President Bush celebrated the five-year anniversary of the Department of Homeland Security on Thursday. In conjunction with the event, DHS dutifully released a fact sheet marking the department's priorities and progress since the inception.
Here's the part relating to IT:
"Increasing Cyber Security: DHS established the Computer Emergency Readiness Team (US-CERT) to provide a 24-hour watch, warning, and response operations center, which in 2007 issued over 200 actionable alerts on cyber security vulnerabilities or incidents. US-CERT developed the EINSTEIN intrusion detection program, which collects, analyzes, and shares computer security information across the federal civilian government. EINSTEIN is currently deployed at 15 federal agencies, including DHS, and plans are in place to expand the program to all federal departments and agencies. In addition, the Secret Service currently maintains 24 Electronic Crimes Task Forces to prevent, detect, mitigate, and aggressively investigate cyber attacks on our nation's financial and critical infrastructures."

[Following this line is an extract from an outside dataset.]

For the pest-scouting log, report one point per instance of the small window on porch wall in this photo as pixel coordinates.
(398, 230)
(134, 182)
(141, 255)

Somebody, pass me the No-Doz before I fall off my chair.
Wish I could report otherwise, but when it comes to network security, DHS appears to be more of a wet noodle than even its sharpest critics assumed. The truth is they still don't have much to celebrate when it comes to cybersecurity.Talk with security consultants and former government officials involved with DHS and you come away wondering what these folks do all day. I've listened to countless government leaders since 2003 promise big advances just around the bend. I'm still waiting for something important to write about.

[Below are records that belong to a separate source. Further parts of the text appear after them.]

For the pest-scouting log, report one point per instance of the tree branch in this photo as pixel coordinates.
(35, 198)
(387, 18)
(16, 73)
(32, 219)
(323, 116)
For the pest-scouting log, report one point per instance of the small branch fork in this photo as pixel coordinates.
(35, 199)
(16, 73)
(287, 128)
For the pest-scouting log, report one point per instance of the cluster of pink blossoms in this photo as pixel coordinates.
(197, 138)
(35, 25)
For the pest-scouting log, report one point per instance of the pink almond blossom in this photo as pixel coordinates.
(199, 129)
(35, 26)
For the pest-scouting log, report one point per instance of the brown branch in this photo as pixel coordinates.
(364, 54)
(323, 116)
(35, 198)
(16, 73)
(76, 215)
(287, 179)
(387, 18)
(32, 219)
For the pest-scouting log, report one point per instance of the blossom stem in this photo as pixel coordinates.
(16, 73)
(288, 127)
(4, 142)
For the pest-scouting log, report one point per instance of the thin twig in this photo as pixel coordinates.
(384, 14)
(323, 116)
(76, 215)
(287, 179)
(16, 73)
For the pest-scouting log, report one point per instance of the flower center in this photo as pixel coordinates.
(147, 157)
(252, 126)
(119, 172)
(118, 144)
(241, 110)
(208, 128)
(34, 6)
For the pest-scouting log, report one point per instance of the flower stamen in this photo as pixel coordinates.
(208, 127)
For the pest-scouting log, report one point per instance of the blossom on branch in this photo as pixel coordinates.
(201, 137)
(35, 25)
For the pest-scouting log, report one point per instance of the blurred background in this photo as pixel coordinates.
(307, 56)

Obviously, it's easy to take shots at DHS from the peanut gallery, but come on, already. The government-led effort to shore up the nation's cybersecurity still remains a work-in-progress.
Then again, DHS grapples with deeply rooted bureaucratic challenges. Few experts want to talk on the record but check out this recent Washington Post piece. It paints a damning picture of an organization struggling with high-profile projects going nowhere. And the piece doesn't even begin to get into the cybersecurity question. The reason: despite all the reams of paper and la-di-da speeches, it remains on the political back burner in Washington.
And that's where it will stay, I'm afraid, until we get nailed by a real cyber-disaster.